The other reason is the global reach. Visa and Mastercard each clear in roughly 200 countries and 160 currencies. A U.S. consumer travelling to Europe taps the same card and the same network handles the FX leg invisibly. A FedNow rail or a stablecoin alternative requires a separate cross-border arrangement for that same purchase. The friction is small in the wholesale flow and large in the consumer flow, and the networks own the consumer flow.

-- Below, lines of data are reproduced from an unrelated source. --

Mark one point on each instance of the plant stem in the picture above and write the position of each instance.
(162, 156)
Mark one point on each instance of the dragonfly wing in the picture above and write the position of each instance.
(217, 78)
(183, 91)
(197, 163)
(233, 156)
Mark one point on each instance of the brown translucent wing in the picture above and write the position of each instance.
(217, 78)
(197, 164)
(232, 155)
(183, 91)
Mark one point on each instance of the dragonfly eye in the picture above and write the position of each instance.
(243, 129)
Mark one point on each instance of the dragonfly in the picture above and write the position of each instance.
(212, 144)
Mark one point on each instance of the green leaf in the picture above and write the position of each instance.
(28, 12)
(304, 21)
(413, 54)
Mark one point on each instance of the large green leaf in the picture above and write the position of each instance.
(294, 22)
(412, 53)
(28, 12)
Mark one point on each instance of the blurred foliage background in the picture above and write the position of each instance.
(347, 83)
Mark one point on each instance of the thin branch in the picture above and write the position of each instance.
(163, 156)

The competitive flank that has actually opened is wallet routing. Apple Pay, Google Pay, and Samsung Pay each route the underlying transaction across the existing card networks, but they own the customer relationship and the device-level authorisation. The networks have responded by partnering rather than fighting; the wallets are tokenisation customers of the networks, and the networks earn full interchange on the underlying transaction even when the user-facing experience is wallet-branded. That alignment is the most underappreciated feature of the U.S. payments stack.
It also explains why the wallet companies have not been able to extract a larger share of payment economics over the past decade. They sit on top of the network rather than next to it.

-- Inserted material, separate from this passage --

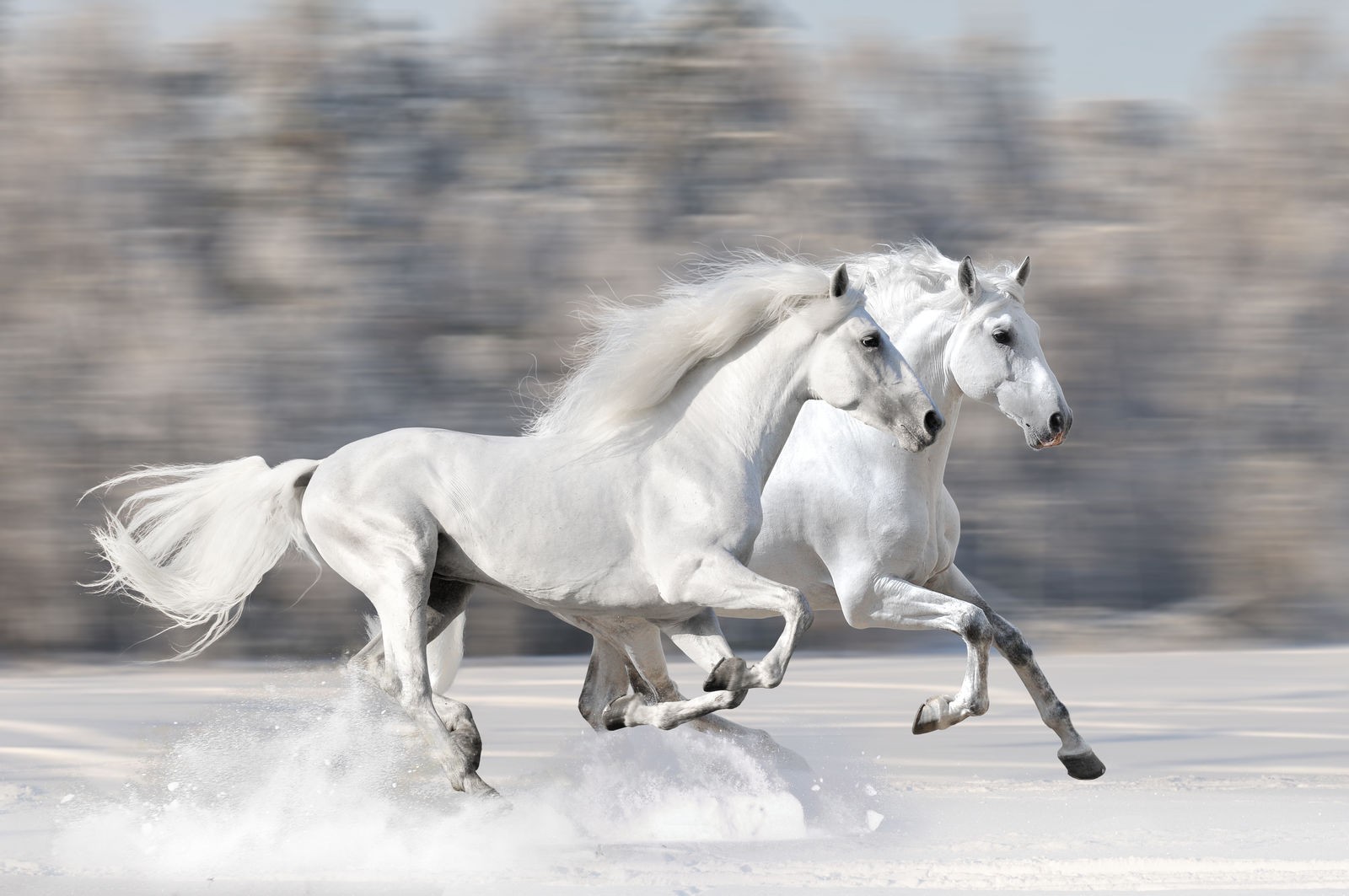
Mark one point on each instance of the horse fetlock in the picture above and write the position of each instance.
(730, 673)
(617, 714)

Where the card-network adjacencies are growing
The growth that the major card networks captured during 2025 was not in the core acquiring business; it was in adjacent categories the networks have built or acquired. Visa’s Visa Direct, the push-payment product that competes with FedNow and ACH for small-value payouts, processed about $580 billion in 2025. Mastercard Move, the equivalent product, processed about $410 billion. Both products have grown roughly 30 percent year-on-year, far above the underlying card volume growth.
The other adjacency is fraud and risk technology. Visa’s CyberSource and Mastercard’s Ekata, both acquired in the early 2020s, contributed about $4.2 billion combined in fraud-management revenue during 2025. The growth here is structural: the rise of card-not-present transactions has increased the absolute volume of fraud, and the networks are best positioned to provide the data and tooling that merchants need.
What 2026 will probably reveal about card networks and payment rails U.S.
Three questions will shape the year. First, whether the Credit Card Competition Act passes in 2026. The most likely outcome is no, but with a meaningful narrowing of the margin in the Senate vote, which would set up a more credible path in 2027. Second, whether FedNow grows from roughly $2 billion in average daily value to crossing higher daily benchmarks. Internal Federal Reserve forecasts have January 2027 as the most likely crossing date, which would put 2026 at a steadily accelerating pace. Third, whether the card networks’ stablecoin settlement programmes scale into a meaningful line item or stay supplementary. The trajectory suggests the latter; both networks have positioned stablecoins defensively rather than offensively.
What will not happen, at least not in 2026, is a meaningful displacement of the Visa-Mastercard duopoly in U.S. consumer card transactions. The competitive moat is structural and has, if anything, widened during the past three years as the networks absorbed adjacent categories. The conversation in U.S. retail payments will, by the end of 2026, look more like the conversation in 2022: an entrenched duopoly running an extremely profitable business, with a long tail of operational improvements at the margins. The notable difference will be the size of the adjacencies.